Adapting together: Climate change, governance and collective wellbeing

Climate change is no longer a distant environmental problem; it is reshaping how work gets done across Australia, often in quiet, compounding ways that are easy to overlook until they become systemic. La Trobe’s Climate Change Adaptation Lab (CCAL) explores the hidden pressures to understand where the most consequential risks lie – and how to respond to them.

Professor Lauren Rickards is the Director of the Lab. Since its establishment in 2023, she and her team have worked closely with public sector organisations, conservation groups, catchment management authorities and water utilities to understand how climate change intersects with daily work practices. What they are finding challenges conventional ideas of risk. While extreme events like floods and storms remain critical, Professor Rickards argues that the cumulative impact of everyday climate stresses can be just as damaging.

Since 2025, CCAL has been partnering with Yarra Valley Water to examine how climate change is affecting the workforce that delivers essential water services across Victoria. Led by Associate Professor Magnus Moglia, the project is working with staff to map climate‑related risks. Results reinforce that workforce climate resilience is now central to service reliability, governance and public trust.

In Central Victoria, the Lab worked with local government through the Northern Victorian Emergency Management Cluster in collaborative research led by Dr Lisa de Kleyn and Ashley Fletcher, reflecting on their experiences of the 2022 floods. What stood out was the power and fragility of collaboration.

“We saw how valuable collaboration was during the crisis, and the question became how to sustain that cooperation once the immediate emergency had passed,” she says.

Similar lessons are emerging along Victorian river systems. Through a partnership with the Murray–Darling Basin Authority, the Lab brought together river communities, including Traditional Owners, to design community-based monitoring of river health. The benefits go beyond data collection.

“By working together, people develop a shared understanding of what water means, what values are at risk, and how we might adapt together,” Professor Rickards notes.

At the national level, Professor Rickards’ role as a Lead Author on Australia’s first National Climate Risk Assessment sharpened these insights.

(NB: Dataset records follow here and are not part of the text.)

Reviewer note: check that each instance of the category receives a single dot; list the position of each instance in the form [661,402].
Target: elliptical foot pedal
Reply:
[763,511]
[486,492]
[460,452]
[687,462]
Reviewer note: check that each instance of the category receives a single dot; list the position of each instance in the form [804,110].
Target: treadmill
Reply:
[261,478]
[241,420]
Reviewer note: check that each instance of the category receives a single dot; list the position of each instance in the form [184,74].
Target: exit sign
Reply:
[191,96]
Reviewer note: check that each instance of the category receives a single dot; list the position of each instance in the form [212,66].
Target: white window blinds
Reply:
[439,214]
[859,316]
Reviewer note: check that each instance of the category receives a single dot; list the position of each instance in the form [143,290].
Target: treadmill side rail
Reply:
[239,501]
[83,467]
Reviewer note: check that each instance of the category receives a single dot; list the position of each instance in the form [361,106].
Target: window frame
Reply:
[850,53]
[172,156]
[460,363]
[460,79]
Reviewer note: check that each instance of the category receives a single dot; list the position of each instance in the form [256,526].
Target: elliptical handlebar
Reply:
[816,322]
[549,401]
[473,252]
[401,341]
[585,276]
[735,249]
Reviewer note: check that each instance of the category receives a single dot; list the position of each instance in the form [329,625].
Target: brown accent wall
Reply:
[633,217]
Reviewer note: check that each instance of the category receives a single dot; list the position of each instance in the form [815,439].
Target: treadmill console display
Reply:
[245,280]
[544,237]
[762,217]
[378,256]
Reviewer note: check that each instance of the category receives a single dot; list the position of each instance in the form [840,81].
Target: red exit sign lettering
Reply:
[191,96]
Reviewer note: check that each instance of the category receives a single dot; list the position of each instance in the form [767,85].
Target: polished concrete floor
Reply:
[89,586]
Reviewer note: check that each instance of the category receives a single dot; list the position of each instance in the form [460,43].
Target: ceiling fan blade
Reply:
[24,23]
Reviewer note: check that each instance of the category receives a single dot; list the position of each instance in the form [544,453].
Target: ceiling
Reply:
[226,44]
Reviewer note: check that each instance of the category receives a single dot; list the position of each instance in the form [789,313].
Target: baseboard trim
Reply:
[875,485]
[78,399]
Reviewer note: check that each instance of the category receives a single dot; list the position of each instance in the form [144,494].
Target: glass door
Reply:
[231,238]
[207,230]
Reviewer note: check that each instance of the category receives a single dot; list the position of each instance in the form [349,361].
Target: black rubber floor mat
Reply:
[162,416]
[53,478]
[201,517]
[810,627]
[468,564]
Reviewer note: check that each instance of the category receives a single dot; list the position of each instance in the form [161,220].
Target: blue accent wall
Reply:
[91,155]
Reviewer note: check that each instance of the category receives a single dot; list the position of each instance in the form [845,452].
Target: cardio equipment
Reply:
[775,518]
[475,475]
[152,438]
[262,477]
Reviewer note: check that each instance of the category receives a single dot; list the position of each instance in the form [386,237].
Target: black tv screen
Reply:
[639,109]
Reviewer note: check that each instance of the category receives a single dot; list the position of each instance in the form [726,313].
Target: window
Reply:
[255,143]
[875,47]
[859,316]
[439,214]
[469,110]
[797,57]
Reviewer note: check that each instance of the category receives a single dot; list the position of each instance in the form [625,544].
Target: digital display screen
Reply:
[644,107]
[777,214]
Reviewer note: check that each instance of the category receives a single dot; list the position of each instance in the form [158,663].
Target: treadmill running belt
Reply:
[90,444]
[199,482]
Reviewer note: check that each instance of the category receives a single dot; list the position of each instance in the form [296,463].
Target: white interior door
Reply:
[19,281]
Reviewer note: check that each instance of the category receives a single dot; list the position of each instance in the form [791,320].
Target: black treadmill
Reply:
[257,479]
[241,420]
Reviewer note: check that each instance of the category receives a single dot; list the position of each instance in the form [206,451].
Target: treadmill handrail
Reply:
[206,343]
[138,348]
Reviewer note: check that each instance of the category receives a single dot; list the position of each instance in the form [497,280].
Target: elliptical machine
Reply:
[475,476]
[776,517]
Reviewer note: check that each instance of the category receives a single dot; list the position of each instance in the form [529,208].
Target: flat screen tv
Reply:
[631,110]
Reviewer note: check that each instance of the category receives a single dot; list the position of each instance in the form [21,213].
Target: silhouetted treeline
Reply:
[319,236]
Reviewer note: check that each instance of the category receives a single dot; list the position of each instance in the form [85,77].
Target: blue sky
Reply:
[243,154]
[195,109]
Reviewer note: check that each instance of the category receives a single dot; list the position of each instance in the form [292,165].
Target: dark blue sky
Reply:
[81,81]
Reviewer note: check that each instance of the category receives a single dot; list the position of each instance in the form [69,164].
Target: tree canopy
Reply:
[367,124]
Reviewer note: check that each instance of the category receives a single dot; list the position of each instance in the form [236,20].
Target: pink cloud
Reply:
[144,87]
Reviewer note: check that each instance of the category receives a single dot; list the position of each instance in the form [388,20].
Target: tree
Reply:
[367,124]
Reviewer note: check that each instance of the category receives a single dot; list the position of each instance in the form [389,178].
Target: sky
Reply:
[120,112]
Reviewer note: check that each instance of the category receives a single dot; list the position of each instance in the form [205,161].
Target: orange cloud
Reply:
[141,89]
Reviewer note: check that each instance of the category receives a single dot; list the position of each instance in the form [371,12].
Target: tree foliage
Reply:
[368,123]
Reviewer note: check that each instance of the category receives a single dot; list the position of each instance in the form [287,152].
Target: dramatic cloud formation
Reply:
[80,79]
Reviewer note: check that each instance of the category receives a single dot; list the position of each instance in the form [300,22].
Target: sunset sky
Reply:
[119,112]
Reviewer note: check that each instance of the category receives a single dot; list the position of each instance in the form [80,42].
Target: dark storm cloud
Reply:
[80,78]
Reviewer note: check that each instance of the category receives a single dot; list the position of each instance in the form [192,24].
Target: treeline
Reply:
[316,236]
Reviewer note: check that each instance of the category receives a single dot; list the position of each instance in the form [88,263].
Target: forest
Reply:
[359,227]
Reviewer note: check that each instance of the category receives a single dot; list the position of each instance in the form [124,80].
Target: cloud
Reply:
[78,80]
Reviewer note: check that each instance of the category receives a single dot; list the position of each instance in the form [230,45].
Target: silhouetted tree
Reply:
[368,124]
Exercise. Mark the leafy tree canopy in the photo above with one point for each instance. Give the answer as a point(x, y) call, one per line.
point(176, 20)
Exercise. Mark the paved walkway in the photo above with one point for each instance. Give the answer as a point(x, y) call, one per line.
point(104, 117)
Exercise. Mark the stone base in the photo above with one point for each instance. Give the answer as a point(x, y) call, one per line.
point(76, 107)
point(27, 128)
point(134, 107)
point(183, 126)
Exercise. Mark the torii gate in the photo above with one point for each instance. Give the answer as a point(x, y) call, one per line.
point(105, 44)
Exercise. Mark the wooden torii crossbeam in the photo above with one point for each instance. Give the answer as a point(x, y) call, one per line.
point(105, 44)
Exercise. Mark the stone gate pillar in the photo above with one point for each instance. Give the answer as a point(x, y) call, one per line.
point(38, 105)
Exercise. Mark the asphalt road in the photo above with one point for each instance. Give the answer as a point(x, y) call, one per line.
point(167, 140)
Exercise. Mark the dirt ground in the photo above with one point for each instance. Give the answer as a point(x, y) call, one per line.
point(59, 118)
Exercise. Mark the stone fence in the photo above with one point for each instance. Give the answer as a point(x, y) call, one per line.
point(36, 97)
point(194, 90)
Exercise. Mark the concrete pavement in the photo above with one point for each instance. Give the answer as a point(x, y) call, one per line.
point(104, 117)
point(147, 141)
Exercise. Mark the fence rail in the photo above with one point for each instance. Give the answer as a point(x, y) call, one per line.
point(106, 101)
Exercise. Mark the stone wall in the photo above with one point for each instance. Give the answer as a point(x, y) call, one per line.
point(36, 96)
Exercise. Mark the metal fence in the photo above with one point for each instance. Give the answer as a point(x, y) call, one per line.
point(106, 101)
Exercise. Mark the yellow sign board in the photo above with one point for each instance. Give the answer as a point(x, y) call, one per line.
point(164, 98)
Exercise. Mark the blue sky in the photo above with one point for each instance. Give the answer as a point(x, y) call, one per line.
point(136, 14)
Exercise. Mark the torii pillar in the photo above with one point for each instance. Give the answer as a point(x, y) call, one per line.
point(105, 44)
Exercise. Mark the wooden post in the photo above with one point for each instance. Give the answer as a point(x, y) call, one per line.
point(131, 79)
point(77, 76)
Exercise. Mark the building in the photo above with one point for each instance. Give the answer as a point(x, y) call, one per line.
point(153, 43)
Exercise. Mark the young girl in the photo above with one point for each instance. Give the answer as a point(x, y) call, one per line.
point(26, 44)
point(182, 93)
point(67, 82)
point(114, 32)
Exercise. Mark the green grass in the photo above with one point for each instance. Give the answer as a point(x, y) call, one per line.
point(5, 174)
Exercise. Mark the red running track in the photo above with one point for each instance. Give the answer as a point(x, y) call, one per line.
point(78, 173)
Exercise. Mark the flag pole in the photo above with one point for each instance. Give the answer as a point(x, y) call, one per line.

The Lab led analysis of “Governance Risk” - the danger of adapting too slowly, or in the wrong ways. “Climate change is urgent, but it’s also misunderstood,” she says.

“Simplistic approaches can misdirect adaptation and make risks worse, not better.”

The Lab’s work is grounded in a simple but demanding idea: adaptation must be rigorous, socially informed, and focused on how work ‘works’ in practice.

“We’re trying to orient decision‑making to the risks that really matter,” Professor Rickards says, “so that when we adapt, we genuinely build collective wellbeing.”